In 1928, after consideration of the reports of the team which had visited America, the
London County Council accepted the offer of the Child Guidance Council to open a
clinic in London:
(a) for the investigation of difficult, maladjusted or delinquent children;
(b) to treat symptoms so as to prevent further trouble;
and (c) to establish harmony between the child and his environment, home life, school
and play.
An important part of the reports of the visiting team had been concerned with staff
training, and four assistant organisers of children's care work spent a year in America,
again at the expense of the Commonwealth Fund of America, in order to take a course
of training as psychiatric social workers.
The London Child Guidance Clinic was opened in 1929 at Canonbury with Dr. William
Moodie as medical director. (It is now called the London Child Guidance Training Centre.)

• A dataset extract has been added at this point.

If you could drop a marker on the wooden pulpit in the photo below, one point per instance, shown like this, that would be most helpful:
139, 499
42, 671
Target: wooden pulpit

One of the assistant organisers who had taken the course of training in America was
appointed chief psychiatric social worker. A course in mental welfare was arranged at
the London School of Economics for the training of psychiatric social workers, the London
Clinic being used for demonstration and practice. Four of the Council's organisers of
children's care work were sent on this course. The whole expense of these developments
was borne by the Commonwealth Fund, which continued to finance the movement on a
generous, but gradually diminishing scale, until the outbreak of war in 1939.